The solution of the equation $\log \left(x^2+3\right)=\log \left(x+6\right)$. Express irrational solutions in exact form.

Answer to Problem 17CT

Solution:

The solution of the equation $\log \left(x^2+3\right)=\log \left(x+6\right)$ is $x=\frac{1+\sqrt{13}}{2}\text{or}x=\frac{1-\sqrt{13}}{2}$.

Explanation of Solution

Given information:

The equation is $\log \left(x^2+3\right)=\log \left(x+6\right)$.

Explanation:

Let $\log \left(x^2+3\right)=\log \left(x+6\right)$.

The domain of the variable requires that $x^2+3>0$ and $x+6>0$, so $\left\{x|x\in ℝ\right\}$ and $x>-6$.

This means, any solution must satisfy all real number, or equivalently, $\left(-\infty ,\infty \right)$ in interval.

It can be written as ${\log }_{10}\left(x^2+3\right)={\log }_{10}\left(x+6\right)$.

By using if ${\log }_{a}M={\log }_{a}N$, then $M=N$ where $M,N,a>0$, and $a\ne 1$,

Here $a=10>0$ and $a\ne 1$.

$\Rightarrow x^2+3=x+6$

Subtracting $x+6$ from both sides,

$\Rightarrow x^2+3-x-6=0$

$\Rightarrow x^2-x-3=0$

To solve this quadratic equation, use quadratic formula.

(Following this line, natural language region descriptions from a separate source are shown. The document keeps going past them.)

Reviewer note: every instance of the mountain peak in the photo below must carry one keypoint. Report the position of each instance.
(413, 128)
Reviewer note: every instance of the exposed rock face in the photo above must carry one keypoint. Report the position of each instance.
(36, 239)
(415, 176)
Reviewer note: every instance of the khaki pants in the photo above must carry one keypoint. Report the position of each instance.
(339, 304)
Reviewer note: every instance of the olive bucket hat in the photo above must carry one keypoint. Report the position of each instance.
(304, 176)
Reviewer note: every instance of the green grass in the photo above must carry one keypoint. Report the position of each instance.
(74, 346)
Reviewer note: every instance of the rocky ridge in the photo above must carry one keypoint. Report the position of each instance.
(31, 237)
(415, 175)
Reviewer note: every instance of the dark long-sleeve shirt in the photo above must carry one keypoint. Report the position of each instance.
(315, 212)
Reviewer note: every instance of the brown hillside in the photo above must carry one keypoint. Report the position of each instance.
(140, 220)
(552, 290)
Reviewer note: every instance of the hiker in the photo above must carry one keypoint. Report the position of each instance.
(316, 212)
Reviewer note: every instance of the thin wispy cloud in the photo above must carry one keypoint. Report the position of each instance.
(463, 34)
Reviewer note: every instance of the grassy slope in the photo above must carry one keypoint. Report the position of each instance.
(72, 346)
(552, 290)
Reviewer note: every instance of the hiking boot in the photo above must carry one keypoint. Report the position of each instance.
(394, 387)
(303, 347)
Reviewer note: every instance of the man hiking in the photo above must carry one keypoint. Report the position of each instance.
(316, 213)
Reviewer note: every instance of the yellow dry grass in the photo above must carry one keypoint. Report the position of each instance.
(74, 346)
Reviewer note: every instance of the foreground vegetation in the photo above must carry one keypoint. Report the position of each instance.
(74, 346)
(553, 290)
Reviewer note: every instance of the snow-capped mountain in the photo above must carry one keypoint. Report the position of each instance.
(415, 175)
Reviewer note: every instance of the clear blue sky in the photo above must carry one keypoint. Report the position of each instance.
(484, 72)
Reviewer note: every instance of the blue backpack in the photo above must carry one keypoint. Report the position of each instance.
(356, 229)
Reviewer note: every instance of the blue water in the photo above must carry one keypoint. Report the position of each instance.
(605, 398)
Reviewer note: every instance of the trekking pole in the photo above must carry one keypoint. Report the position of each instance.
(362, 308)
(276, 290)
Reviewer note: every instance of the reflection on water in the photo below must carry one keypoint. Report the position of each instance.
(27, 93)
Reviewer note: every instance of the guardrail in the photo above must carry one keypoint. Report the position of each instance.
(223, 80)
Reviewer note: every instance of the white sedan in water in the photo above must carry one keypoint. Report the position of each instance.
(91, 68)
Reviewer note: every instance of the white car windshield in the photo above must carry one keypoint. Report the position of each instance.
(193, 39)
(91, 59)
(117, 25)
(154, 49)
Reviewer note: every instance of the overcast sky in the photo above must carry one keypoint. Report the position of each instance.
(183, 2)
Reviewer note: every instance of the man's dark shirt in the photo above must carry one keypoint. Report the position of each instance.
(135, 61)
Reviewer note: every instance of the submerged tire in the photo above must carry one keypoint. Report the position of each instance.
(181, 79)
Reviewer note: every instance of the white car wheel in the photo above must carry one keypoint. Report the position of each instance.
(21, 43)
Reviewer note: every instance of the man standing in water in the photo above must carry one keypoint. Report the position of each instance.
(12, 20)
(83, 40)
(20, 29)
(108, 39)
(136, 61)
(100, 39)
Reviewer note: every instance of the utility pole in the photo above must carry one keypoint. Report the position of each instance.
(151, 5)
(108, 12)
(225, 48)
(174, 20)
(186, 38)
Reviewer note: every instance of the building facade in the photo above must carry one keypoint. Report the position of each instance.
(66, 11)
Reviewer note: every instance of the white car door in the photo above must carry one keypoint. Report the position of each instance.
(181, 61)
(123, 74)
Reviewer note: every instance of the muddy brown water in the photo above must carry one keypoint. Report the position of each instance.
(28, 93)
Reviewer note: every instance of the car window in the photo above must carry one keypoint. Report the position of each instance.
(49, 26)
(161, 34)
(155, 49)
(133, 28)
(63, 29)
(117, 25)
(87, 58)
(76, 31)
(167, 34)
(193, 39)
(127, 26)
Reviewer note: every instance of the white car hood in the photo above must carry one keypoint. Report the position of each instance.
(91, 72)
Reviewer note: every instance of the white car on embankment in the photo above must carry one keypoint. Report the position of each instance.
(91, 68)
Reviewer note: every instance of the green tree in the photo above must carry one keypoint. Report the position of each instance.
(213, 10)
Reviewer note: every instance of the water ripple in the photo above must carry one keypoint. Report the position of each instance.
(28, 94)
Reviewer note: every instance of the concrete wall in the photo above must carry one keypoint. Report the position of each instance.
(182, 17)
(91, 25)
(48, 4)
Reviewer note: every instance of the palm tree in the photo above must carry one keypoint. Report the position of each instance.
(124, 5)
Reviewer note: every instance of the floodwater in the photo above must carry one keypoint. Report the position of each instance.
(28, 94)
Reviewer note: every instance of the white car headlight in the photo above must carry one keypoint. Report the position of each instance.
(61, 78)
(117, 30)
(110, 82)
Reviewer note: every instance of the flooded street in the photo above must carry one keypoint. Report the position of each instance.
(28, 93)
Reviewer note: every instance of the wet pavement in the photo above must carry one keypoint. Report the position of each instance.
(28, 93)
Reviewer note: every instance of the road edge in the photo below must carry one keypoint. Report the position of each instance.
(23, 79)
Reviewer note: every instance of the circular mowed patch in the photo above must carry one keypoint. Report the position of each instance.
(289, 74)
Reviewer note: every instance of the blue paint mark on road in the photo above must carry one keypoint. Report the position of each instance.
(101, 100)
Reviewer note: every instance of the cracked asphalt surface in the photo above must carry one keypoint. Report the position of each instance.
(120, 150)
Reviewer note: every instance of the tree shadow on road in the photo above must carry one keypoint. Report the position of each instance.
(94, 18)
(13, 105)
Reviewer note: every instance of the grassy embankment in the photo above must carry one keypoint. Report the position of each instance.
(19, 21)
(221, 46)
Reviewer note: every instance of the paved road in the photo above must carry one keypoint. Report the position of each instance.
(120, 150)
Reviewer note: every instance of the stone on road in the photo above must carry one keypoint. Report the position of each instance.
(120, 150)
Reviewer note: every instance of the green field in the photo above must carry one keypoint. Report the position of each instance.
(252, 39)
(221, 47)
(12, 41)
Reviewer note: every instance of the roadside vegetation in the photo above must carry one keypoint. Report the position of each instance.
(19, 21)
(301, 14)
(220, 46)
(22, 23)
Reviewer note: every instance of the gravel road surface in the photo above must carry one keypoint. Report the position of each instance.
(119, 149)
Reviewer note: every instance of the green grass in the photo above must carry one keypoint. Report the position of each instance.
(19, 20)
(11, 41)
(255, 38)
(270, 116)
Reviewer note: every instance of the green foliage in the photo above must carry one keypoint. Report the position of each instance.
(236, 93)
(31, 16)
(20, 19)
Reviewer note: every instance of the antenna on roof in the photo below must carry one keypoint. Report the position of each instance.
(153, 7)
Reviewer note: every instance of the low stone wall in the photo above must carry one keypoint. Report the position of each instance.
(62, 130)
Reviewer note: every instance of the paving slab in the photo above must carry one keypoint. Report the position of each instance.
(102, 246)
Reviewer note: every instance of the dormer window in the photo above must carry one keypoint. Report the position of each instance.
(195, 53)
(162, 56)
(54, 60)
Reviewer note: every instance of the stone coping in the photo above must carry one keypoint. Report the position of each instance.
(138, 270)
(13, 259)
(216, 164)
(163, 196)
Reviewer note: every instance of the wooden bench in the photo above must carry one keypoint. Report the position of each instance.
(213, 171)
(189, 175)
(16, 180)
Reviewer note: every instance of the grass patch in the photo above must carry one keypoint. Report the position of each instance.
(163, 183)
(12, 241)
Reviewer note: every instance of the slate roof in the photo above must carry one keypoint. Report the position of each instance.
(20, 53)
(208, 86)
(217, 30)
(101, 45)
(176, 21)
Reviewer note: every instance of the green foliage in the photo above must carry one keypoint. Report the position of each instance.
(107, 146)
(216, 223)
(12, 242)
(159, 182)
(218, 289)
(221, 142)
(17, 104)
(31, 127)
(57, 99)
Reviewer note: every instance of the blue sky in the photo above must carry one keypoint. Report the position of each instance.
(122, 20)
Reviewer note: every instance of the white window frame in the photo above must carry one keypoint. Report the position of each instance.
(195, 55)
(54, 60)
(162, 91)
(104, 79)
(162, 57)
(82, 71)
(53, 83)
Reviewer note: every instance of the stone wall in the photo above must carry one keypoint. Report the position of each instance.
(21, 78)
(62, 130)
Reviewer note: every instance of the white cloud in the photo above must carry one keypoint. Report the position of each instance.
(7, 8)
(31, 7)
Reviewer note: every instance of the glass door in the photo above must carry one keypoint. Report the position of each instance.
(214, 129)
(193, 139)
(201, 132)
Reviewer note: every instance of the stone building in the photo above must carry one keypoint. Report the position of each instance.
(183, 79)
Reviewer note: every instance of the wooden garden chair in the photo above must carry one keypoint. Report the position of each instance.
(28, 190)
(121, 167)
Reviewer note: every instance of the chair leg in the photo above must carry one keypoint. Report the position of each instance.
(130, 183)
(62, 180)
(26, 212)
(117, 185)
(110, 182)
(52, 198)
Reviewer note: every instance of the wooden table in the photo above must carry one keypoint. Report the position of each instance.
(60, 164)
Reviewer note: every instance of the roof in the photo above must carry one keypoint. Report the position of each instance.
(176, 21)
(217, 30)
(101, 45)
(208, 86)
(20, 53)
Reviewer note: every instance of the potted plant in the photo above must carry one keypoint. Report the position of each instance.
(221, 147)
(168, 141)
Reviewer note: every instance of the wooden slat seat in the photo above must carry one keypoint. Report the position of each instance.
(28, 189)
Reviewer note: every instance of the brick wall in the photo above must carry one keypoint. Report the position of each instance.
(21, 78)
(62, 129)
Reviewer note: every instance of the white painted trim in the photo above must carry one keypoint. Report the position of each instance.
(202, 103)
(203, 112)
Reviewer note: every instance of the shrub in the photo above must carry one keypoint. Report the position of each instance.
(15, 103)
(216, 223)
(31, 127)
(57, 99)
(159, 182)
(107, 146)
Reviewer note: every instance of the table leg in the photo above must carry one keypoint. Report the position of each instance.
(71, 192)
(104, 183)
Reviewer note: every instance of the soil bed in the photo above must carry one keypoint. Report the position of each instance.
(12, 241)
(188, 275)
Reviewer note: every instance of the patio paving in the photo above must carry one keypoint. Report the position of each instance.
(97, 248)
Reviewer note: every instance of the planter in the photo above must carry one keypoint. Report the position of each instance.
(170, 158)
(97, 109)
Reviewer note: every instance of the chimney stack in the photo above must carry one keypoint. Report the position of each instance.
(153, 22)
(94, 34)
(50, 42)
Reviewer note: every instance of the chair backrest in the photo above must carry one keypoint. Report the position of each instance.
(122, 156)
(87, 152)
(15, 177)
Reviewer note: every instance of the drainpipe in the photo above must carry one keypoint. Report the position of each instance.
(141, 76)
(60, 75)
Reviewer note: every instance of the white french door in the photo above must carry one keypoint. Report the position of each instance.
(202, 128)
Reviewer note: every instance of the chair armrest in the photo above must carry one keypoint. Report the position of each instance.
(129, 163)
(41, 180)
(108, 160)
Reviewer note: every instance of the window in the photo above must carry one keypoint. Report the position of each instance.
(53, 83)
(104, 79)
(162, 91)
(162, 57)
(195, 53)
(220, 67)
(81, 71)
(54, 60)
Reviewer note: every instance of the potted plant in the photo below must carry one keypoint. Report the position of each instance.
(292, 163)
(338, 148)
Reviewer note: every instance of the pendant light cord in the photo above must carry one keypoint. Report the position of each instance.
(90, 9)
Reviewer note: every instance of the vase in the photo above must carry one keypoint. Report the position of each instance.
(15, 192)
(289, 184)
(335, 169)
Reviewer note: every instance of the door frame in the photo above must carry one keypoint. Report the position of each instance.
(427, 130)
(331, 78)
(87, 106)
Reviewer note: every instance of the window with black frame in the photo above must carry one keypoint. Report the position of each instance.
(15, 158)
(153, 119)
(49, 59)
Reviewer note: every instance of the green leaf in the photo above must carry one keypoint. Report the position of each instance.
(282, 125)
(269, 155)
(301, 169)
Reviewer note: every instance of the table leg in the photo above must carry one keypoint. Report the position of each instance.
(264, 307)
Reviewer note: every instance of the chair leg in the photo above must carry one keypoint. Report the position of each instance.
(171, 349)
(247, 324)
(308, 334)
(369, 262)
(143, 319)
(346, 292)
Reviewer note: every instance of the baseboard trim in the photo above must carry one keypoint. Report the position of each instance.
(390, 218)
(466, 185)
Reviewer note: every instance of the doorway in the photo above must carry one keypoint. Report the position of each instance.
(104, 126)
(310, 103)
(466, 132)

By using quadratic formula,

$\Rightarrow x=\frac{-\left(-1\right)\pm \sqrt{{\left(-1\right)}^2-4\left(1\right)\left(-3\right)}}{2\left(1\right)}$

$\Rightarrow x=\frac{1\pm \sqrt{13}}{2}$

$\Rightarrow x=\frac{1+\sqrt{13}}{2}\text{or}x=\frac{1-\sqrt{13}}{2}$

Thus, the solution of equation $\log \left(x^2+3\right)=\log \left(x+6\right)$ is $x=\frac{1+\sqrt{13}}{2}\text{or}x=\frac{1-\sqrt{13}}{2}$.